Si les va’a, dont la construction était très ritualisée, servirent d’abord au déplacement, au peuplement et à la pêche, ils étaient aussi un support de l’organisation sociale, politique et religieuse. On dit d’ailleurs que les âmes repartent vers l’île d’origine sur une pirogue symbolique. Le terme va’a, quant à lui, peut désigner les hommes d’un même clan et leur espace territorial et le vocabulaire de la pirogue (tira, ava’a, to’o…) rappelle celui des différentes parties d’un marae, lieu cérémoniel sacré polynésien.

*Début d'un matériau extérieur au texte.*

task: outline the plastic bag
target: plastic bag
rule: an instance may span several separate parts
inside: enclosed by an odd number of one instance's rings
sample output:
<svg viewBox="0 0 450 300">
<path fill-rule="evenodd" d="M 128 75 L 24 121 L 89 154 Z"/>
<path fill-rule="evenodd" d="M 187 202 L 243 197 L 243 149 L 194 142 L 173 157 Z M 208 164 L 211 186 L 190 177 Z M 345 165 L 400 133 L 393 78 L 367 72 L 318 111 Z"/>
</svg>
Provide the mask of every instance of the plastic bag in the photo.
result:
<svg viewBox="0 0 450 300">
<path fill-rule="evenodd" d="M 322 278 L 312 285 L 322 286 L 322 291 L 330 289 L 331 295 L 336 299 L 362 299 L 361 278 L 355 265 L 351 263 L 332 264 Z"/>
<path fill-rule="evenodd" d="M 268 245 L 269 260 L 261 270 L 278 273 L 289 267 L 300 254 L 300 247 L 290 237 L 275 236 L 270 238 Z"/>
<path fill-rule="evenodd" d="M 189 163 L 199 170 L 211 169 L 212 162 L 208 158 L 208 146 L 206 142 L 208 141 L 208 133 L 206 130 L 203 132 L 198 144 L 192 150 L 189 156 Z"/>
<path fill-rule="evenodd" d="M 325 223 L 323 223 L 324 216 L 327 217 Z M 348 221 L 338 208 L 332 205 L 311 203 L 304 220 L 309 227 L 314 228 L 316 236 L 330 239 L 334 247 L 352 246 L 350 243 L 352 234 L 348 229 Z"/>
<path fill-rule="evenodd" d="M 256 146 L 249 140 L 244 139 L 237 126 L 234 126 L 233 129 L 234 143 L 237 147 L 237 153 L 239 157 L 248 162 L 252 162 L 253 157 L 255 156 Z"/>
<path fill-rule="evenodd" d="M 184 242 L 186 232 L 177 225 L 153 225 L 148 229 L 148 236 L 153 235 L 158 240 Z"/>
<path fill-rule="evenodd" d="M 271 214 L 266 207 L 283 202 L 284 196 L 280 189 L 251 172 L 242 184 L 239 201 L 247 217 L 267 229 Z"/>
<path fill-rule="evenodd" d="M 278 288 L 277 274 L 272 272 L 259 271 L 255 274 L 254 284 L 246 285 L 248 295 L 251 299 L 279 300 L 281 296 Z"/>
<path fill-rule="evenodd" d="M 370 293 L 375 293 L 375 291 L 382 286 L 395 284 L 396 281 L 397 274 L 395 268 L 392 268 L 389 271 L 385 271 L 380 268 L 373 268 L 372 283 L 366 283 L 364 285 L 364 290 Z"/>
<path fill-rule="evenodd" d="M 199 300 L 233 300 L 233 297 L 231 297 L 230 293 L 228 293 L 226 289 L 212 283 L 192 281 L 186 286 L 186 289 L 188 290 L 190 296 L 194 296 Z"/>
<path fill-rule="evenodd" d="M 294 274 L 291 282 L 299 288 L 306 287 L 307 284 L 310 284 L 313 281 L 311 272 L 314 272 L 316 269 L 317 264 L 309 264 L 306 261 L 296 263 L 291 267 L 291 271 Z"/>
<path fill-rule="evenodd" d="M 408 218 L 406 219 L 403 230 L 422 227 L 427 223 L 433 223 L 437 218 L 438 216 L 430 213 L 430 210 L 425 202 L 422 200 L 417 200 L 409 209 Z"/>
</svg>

À la fin du XIXe siècle, les va’a deviennent également des supports de compétition. Même si les Polynésiens ont toujours aimé se mesurer sur l’eau, entre districts ou entre îles, c’est avec le protectorat français, mis en place en 1843, que le concept de course « à l’européenne » fait son apparition. En 1881 naissent les fêtes du Tiurai qui devinrent le fameux Heiva en 1984. Les catégories s’organisent et les pirogues contemporaines accueillent 1, 3, 6, 12, 14 ou 16 rameurs. De fameuses équipes comme celles de Maire Nui, au coup de rame « rapide comme celui des anciens » imprègnent fortement la mémoire collective. À partir de 1975, la construction en polyester se généralise, signant le début d’une ère nouvelle.
Un avenir radieux
Depuis, de nombreuses figures ont marqué l’univers du va’a. Philippe Bernardino en fait partie : depuis ses 13 ans, ce géant adulé par les jeunes générations a tout gagné et a été 6 fois champion du monde. « Il y a eu un tournant quand on a compris qu’en s’entraînant en dehors du lagon, on allait améliorer notre technique. Pour surfer sur la houle avec les va’a et gagner en vitesse, il fallait apprendre à ramer au large ; or, nous commencions les entraînements à 5h et n’avions pas le temps de franchir la barrière de corail avant d’aller au travail. Le jour où nous avons commencé les entraînements à 3h, les Hawaïens n’ont plus réussi à nous battre ! ». Toujours dans un souci d’améliorer la vitesse des va’a, il est le premier à concevoir des V1 en carbone. Puis il conçoit aussi des va’a pour enfants. « J’accueille plein de jeunes en stage dans mon chantier : les débouchés professionnels dans le secteur sont bien concrets désormais ». Devenu entraîneur, il ne cesse de continuer à apprendre, expérimenter, partager, fier de voir que les jeunes reprennent le flambeau.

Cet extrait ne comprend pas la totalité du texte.